DER ANSCHLAG MIT BEN AFFLECK

ÜBER DAS VERSAGEN DER SPRACHE

von DIETMAR KESTEN, GELSENKIRCHEN, 14. JANUAR 2006.

Im August 2002 kam ein Film in die Kinos, der sich als hemmungslose Unterwanderung des fast schon vergessenen Schocks des 11. September 2001 verstehen wollte, „Der Anschlag“ mit Ben AFFLECK (Regie: Phil Alden ROBINSON). Der Film zielt praktisch auf die innere Sicherheit der USA ab. Und jetzt schon scheint er die Gemütslage Amerikas widerzuspiegeln, als möglicher böser Spuk oder als Albtraum. Was wäre Amerika ohne seine Helden im Film? Die Hälfte dieser Figuren liegt über Jahre hinweg im Koma. Nur wenige werden in die Arena geschickt, die dann die Welt zu retten haben. Doch die Synopsis der Kino - Utopien mit dem Schlachtfeld ist vakant. Mit dem zeitlichen Zusammenfall von realen und fiktionalen Erzählungen, entsteht so etwas wie gespenstische Prophetie, die Ängste einer durch und durch Krisengeschüttelten Nation geschickt zu variieren weiß.

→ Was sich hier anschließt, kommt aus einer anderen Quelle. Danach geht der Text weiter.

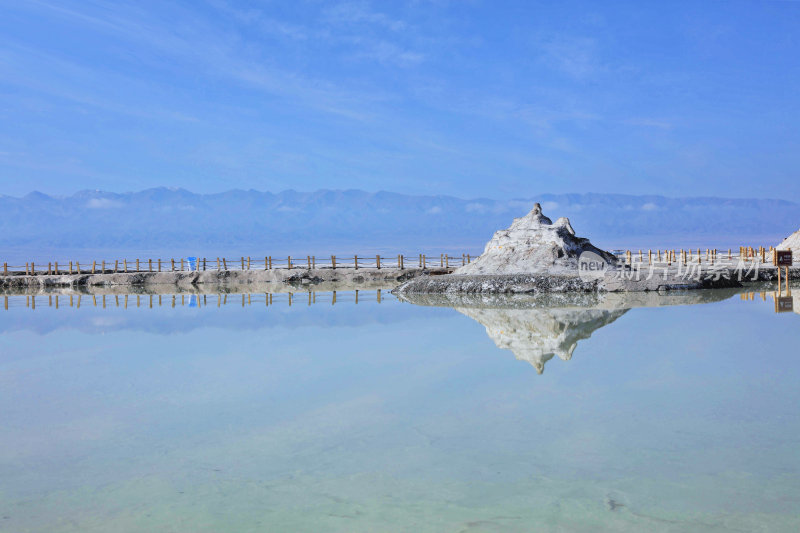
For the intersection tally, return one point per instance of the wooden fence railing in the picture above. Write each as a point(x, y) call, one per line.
point(708, 256)
point(268, 262)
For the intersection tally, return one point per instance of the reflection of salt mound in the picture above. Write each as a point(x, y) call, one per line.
point(792, 242)
point(533, 244)
point(536, 335)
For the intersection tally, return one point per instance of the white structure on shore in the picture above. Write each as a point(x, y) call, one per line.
point(792, 242)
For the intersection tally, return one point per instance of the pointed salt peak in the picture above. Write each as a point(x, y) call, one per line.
point(536, 215)
point(564, 221)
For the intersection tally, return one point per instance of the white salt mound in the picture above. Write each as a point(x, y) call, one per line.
point(533, 244)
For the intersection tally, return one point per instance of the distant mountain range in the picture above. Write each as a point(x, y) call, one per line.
point(177, 222)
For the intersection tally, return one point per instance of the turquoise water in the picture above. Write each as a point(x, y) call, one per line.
point(396, 417)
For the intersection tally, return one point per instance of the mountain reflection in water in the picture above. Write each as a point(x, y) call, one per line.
point(535, 328)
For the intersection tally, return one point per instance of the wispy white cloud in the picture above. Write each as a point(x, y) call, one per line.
point(575, 56)
point(360, 12)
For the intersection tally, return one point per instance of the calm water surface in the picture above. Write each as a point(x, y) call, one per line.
point(396, 417)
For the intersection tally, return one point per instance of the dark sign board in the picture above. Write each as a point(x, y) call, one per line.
point(783, 257)
point(784, 304)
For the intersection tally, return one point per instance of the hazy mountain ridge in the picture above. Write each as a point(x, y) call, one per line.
point(326, 220)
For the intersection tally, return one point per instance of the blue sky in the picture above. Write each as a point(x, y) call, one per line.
point(493, 99)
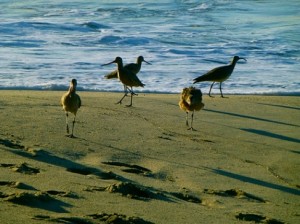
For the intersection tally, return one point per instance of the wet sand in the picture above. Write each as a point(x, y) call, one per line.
point(140, 164)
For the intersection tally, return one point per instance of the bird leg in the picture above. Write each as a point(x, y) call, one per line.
point(210, 88)
point(221, 90)
point(191, 128)
point(131, 91)
point(67, 115)
point(187, 119)
point(131, 95)
point(120, 101)
point(71, 135)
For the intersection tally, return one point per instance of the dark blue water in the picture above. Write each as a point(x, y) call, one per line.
point(43, 44)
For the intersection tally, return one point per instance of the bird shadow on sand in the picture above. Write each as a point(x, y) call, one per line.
point(39, 200)
point(271, 135)
point(47, 157)
point(255, 181)
point(250, 117)
point(281, 106)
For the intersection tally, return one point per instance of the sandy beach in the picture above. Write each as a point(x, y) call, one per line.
point(140, 164)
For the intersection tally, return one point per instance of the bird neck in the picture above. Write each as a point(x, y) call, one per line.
point(233, 63)
point(120, 65)
point(72, 89)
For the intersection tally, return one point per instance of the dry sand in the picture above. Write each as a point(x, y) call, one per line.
point(142, 165)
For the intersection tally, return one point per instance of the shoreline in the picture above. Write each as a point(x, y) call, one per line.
point(65, 88)
point(141, 163)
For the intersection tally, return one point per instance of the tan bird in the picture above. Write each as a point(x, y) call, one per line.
point(127, 77)
point(191, 100)
point(71, 102)
point(219, 74)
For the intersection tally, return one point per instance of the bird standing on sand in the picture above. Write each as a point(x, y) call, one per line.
point(191, 100)
point(71, 102)
point(133, 67)
point(127, 77)
point(219, 74)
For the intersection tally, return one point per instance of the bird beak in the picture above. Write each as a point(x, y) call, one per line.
point(147, 62)
point(108, 63)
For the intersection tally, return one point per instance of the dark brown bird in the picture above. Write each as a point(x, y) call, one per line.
point(219, 74)
point(191, 100)
point(71, 102)
point(127, 77)
point(134, 67)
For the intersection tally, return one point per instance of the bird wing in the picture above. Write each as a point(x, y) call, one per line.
point(130, 79)
point(79, 101)
point(133, 67)
point(112, 75)
point(216, 75)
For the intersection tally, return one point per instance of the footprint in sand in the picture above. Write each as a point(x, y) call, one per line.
point(11, 144)
point(40, 200)
point(62, 194)
point(236, 193)
point(257, 218)
point(21, 168)
point(130, 190)
point(18, 185)
point(130, 168)
point(118, 218)
point(95, 218)
point(92, 171)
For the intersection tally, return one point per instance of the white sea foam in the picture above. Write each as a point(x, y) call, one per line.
point(43, 46)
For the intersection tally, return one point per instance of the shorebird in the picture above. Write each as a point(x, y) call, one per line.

Themen wie: innere Sicherheit, der Kampf gegen den Terror, Kriege, kriegerische Handlungen und immer wieder die pseudopoetischen Männer mit dem Computerhelm, den Navigationssystemen und den schussbereiten Hightech-Gewehren, die alleine einen Panzer abschießen können, bedienen einen Heldenmythos, der sich mit politischer und militärischer Brachialrhetorik und Brachialgewalt problemlos kurzschließen lässt. Eine Flucht in die triviale Wundergläubigkeit von Aufopferung
und Hingabe beginnt. Nicht nur im Film, auch im realen Leben. Dort, wo die mediale Mobilisierung einsetzt, den Verstand ausschaltet, und die Sprache lediglich zum Propagandakrieg erstarrt, werden die Verhaltensweisen des Individuums zerstört und kehren zum pathologischen Muster der Unterhaltungskriegsfilme zurück.

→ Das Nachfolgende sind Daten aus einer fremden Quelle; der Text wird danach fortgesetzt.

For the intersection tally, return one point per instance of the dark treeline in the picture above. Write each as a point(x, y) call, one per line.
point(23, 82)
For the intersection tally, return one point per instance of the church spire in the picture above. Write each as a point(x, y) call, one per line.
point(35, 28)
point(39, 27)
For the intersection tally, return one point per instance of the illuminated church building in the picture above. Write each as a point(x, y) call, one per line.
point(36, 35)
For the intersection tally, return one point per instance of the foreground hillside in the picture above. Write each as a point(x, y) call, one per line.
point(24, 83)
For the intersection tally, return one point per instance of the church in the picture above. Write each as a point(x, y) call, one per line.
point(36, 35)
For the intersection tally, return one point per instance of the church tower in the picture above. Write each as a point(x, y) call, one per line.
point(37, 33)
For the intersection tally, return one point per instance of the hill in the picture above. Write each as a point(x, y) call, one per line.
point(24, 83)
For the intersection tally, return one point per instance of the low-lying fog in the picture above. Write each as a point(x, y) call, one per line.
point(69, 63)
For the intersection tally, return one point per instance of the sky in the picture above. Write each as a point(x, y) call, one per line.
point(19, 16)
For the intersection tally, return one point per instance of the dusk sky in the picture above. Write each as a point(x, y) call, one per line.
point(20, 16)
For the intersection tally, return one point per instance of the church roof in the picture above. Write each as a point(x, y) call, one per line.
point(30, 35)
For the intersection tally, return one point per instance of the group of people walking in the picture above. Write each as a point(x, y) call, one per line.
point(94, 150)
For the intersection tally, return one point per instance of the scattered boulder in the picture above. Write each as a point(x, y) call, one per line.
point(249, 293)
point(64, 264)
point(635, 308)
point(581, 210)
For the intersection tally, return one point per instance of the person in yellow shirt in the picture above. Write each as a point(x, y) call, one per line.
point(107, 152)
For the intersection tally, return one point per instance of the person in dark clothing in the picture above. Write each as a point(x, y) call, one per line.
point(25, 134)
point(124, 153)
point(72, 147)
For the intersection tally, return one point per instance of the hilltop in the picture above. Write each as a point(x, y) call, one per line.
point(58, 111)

Im „Anschlag“ treten diese Phänomene schlaglichtartig auf. Sie sind so kompakt vereint, dass bei jedem Schritt der seltsame Übergangsbereich zwischen Leben und Tod fast sichtbar am
Horizont erscheint. „Der Anschlag“ bricht mit einem Tabu im Hollywood - Kino, dem Atomanschlag mitten im Herzen Amerikas. Und nur deshalb versagt die Sprache. Sie eignet sich nicht mehr
für diesen Zweck. Die geistvolle Verbindung gelingt erst mit dem Sog der Bilder, mit den unzerstörten Bunkern der US-Unterhaltungsindustrie, die konsequent keinen Neuanfang wagt, sondern sie auf dem Schlachtfeld fortsetzt.

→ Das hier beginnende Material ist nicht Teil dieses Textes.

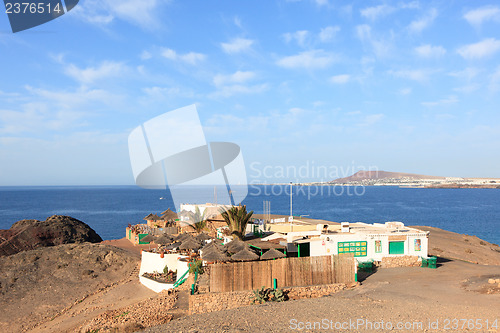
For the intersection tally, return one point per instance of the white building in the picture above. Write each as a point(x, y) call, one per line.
point(365, 241)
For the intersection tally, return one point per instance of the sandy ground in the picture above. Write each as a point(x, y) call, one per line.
point(421, 298)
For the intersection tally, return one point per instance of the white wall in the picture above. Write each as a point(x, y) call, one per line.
point(329, 245)
point(151, 262)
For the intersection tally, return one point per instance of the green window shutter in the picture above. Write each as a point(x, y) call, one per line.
point(396, 247)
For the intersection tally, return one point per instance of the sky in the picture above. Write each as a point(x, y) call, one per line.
point(311, 90)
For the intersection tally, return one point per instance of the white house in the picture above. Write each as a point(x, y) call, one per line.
point(365, 241)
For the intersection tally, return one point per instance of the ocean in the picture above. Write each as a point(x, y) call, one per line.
point(109, 209)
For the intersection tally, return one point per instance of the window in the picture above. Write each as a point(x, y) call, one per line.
point(418, 244)
point(396, 247)
point(358, 248)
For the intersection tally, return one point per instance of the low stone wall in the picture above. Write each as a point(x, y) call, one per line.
point(401, 261)
point(210, 302)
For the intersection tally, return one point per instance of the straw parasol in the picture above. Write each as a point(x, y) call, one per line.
point(190, 244)
point(203, 237)
point(213, 244)
point(236, 245)
point(173, 246)
point(149, 238)
point(163, 240)
point(245, 255)
point(169, 215)
point(272, 254)
point(182, 237)
point(214, 254)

Eine verschwundene Atombombe des israelischen Militärs ist der Schatten im Gesicht.
Das Pentagon schickt seinen besten Mann los, der die Sicherheitszonen umgehen kann. Ben AFFLECK findet schnell heraus, dass die Sprache kein geeignetes Mittel mehr ist, das
westliche Verteidigungssystem zu retten. Mit zunehmender diplomatischer Verwüstung und der
Verkümmerung der Dialoge, tritt dann das Unerwartete ein: die Atombombe explodiert inmitten von Baltimore. Ein hysterisches Trauma, das Krieg ist und beklemmende Bezüge hat. „Der Anschlag“ thematisiert den neuralgischsten Punkt der amerikanischen Gesellschaft: die Anschläge auf das WTC. Er hat den empfindlichsten Bereich der Moderne getroffen.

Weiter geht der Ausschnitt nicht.